At that point, San Diego head coach Marty Schottenheimer switched to 41-year-old quarterback Doug Flutie, the Boston College miracle man (“Bambi” to the Bears faithful after he cost them their 1986 bid to repeat as Super Bowl champions), and he aroused both the crowd and the Chargers. Azumah nicely broke up a pass but then badly missed a tackle, allowing a big play down to the Bears’ 31. As ever projecting moxie and confidence from that little body of his, Flutie scrambled to the 14. Tomlinson burst through a big hole to give the Chargers first and goal and scored on the next play to make it 13-7. On what had been a near perfect football afternoon, cloudy but comfortable, the skies in more ways than one began to darken.

Conventional wisdom called for running, but the emboldened Bears came out with five wide receivers and Chandler hit White over the middle for 19 yards into San Diego territory. The drive stalled on a third down when the Bears again spread everyone out but Chandler’s pass was deflected. Yet Tillman made a spectacular play on Brad Maynard’s punt. He covered the ball all the way, pinched it to the turf just short of the goal line, and rolled into the end zone to allow others to down it at the one. Flutie scrambled for one first down, but then the defense held–Flutie throwing into double coverage on third down and Azumah swatting the ball out of bounds.

Again eschewing a fair catch, McQuarters took the punt and slashed through a hole in the coverage for a 36-yard return to the San Diego 21. The Bears ran the ball to a first and goal at the nine, and Thomas ran to the five at the two-minute warning. He ran it again to the two and a half, then again to within eight inches of the goal line. It was like Zeno’s paradox except that the Bears had only one more play to go and not an infinite number. Logic called for them to take a field goal and put the game out of the Chargers’ reach. Yet Jauron rashly decided to go for it–a call the fans endorsed. As he later explained, “It seemed to us the only way we could lose the game was to get a kick blocked.” For the man who approaches risk like an insurance agent, even his boldest move was dictated by what was most judicious. In any case, Thomas got in for the score that made it 20-7. Flutie led the Chargers to midfield in time for a Hail Mary, but with safety Mike Brown exhorting the fans in the south stands to scream their loudest, Bobby Gray calmly smacked the ball aside in the end zone.

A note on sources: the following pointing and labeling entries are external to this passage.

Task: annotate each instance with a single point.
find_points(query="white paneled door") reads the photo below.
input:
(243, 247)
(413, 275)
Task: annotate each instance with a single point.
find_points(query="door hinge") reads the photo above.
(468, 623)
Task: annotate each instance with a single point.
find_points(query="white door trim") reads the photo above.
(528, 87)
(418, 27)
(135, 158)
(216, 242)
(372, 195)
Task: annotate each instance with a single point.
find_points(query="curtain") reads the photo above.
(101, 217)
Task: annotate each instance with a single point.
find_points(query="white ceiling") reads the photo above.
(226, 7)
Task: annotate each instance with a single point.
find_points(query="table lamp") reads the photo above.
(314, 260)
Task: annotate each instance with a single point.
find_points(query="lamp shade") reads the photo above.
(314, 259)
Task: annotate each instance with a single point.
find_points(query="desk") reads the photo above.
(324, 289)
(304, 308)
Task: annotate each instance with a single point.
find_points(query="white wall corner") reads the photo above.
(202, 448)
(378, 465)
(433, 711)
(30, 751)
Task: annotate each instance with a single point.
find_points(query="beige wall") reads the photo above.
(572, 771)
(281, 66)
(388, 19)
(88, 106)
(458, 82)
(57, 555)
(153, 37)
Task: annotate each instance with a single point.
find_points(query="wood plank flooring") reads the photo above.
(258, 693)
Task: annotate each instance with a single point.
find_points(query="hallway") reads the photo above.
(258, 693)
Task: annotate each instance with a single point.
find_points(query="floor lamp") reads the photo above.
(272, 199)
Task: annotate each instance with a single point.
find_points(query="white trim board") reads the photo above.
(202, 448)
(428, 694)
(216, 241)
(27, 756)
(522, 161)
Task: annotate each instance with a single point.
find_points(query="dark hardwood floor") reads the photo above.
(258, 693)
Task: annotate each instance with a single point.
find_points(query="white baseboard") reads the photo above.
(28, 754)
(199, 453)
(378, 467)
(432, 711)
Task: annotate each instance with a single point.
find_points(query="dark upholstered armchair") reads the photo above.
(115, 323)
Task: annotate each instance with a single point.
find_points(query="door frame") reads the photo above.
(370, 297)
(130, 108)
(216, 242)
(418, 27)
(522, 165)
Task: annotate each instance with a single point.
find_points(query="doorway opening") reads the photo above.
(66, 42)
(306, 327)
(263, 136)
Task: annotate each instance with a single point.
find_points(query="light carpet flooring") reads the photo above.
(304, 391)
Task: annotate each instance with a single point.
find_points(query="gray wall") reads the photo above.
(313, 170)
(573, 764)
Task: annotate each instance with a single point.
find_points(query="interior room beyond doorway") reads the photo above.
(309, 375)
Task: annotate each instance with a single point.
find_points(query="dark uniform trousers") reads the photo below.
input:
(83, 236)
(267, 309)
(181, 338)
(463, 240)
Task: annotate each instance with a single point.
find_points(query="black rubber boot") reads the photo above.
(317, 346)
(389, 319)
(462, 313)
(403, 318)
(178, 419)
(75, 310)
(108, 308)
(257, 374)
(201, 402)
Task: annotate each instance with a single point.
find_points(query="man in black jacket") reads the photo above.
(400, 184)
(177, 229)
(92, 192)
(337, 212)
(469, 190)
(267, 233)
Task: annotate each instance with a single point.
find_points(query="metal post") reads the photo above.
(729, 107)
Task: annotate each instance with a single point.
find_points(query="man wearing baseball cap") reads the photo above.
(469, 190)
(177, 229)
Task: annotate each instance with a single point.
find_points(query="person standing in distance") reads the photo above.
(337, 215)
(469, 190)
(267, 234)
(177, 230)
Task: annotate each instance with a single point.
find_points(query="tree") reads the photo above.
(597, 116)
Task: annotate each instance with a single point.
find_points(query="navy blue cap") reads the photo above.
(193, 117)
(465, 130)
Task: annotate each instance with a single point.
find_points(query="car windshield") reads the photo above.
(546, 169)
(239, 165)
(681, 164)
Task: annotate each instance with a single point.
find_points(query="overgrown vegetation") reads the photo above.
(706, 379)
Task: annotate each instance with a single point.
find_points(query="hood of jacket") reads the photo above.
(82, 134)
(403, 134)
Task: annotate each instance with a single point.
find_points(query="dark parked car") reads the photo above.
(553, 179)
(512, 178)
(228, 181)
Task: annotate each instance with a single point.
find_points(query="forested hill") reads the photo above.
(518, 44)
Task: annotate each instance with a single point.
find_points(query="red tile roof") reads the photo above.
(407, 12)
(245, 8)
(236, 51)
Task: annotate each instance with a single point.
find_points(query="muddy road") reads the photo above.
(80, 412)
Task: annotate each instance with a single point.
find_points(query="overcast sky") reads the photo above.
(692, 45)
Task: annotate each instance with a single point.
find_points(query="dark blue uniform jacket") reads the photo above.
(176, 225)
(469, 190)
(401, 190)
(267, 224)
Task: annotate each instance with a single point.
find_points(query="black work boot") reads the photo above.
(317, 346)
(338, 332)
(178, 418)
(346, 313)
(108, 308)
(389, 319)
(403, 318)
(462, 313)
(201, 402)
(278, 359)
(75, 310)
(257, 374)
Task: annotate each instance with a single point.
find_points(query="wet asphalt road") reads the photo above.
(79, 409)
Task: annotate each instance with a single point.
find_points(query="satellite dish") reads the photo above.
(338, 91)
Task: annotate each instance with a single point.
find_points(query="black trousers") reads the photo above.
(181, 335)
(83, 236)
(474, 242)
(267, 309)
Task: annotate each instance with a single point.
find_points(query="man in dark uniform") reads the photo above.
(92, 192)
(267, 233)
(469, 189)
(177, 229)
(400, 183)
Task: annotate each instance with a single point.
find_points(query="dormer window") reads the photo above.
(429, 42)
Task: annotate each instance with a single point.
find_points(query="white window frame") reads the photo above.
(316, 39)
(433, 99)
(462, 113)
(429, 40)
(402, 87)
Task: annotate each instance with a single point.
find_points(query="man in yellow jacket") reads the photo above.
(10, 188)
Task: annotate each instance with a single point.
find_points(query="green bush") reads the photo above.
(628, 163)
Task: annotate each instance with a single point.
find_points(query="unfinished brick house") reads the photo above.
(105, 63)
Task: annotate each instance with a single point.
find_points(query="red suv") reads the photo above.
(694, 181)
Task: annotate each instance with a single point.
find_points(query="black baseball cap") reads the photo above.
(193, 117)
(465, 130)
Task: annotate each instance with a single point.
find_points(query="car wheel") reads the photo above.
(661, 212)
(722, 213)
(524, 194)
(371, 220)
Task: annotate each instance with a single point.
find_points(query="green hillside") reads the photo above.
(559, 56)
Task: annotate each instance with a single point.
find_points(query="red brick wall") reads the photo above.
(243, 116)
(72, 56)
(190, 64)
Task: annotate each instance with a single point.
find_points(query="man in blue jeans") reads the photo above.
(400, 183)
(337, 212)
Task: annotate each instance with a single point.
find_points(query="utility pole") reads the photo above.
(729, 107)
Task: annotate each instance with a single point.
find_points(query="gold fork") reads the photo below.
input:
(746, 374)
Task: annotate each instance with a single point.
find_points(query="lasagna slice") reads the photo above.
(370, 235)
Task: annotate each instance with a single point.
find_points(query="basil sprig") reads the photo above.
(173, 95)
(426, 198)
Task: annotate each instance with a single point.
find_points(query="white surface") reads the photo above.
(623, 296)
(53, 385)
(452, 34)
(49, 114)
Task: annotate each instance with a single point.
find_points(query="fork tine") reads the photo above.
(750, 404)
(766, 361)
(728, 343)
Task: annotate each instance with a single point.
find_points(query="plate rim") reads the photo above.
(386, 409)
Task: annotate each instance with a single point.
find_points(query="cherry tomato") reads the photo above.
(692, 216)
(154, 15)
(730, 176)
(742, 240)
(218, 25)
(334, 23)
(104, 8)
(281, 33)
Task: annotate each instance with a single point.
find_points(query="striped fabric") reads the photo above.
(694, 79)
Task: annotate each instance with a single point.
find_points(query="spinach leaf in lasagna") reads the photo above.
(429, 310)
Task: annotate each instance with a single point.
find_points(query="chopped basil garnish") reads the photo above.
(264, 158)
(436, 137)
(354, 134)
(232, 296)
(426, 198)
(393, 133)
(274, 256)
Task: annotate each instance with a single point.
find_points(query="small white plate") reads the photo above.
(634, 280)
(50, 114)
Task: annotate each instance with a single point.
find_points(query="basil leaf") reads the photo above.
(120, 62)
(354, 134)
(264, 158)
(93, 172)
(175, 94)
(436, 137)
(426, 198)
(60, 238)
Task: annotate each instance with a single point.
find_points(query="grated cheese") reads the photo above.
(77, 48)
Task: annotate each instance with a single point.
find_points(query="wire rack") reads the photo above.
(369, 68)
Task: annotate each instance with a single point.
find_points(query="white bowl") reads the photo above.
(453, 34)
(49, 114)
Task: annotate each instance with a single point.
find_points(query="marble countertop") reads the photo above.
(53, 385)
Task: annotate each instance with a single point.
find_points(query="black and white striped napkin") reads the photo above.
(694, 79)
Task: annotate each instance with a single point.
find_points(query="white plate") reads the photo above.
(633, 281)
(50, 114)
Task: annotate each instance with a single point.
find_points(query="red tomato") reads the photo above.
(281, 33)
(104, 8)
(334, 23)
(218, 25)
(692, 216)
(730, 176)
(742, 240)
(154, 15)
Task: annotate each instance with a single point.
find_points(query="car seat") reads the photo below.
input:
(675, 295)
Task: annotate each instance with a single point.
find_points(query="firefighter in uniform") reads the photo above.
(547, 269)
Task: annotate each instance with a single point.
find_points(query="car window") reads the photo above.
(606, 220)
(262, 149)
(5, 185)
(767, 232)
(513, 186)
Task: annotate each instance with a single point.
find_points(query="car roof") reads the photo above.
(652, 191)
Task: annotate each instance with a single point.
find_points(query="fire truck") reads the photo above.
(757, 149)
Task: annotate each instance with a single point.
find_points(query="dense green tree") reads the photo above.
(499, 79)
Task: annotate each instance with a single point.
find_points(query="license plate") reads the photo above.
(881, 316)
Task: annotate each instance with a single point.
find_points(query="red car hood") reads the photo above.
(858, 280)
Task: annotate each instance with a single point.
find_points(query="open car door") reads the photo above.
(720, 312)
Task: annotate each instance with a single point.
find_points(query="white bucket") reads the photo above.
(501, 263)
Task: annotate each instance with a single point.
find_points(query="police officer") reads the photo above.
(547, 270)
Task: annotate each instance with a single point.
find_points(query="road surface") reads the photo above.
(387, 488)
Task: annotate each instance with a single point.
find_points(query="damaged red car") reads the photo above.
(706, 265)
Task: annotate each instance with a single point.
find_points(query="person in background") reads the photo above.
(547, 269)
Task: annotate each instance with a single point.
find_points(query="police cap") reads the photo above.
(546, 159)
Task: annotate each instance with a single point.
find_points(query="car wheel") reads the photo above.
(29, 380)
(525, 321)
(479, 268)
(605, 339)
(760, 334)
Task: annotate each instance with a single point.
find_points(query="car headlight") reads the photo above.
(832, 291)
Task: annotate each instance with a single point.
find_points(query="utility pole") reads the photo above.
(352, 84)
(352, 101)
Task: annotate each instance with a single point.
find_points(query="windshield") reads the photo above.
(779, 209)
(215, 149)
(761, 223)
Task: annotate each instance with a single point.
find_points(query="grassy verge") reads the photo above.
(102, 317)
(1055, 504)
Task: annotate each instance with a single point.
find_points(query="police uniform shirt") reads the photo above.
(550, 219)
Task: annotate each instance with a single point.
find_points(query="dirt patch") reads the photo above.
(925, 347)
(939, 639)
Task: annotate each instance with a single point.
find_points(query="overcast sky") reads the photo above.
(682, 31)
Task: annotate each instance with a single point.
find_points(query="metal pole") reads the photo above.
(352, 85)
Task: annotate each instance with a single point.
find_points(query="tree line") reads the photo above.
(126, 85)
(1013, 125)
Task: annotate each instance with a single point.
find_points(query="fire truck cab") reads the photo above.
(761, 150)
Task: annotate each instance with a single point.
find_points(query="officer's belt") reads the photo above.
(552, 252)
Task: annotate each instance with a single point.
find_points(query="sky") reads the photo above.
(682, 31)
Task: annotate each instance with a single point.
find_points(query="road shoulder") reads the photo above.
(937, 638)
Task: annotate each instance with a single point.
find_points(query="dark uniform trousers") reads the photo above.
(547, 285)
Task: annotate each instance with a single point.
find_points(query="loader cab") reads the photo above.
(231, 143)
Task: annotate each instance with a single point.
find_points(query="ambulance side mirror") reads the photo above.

In the closing minutes, fans sang along with the Beastie Boys’ “(You Gotta) Fight for Your Right (to Party!),” then with “Bear Down, Chicago Bears,” and they gave the players a warm reception at the gate to the locker room. Chandler, the grizzled veteran, trotted through it, but rookie Briggs ate it up, smiling and nodding all the way. I was down on the field with other members of the media by that time, and was struck by how intimate this outsize stadium suddenly felt, everyone right on top of the action.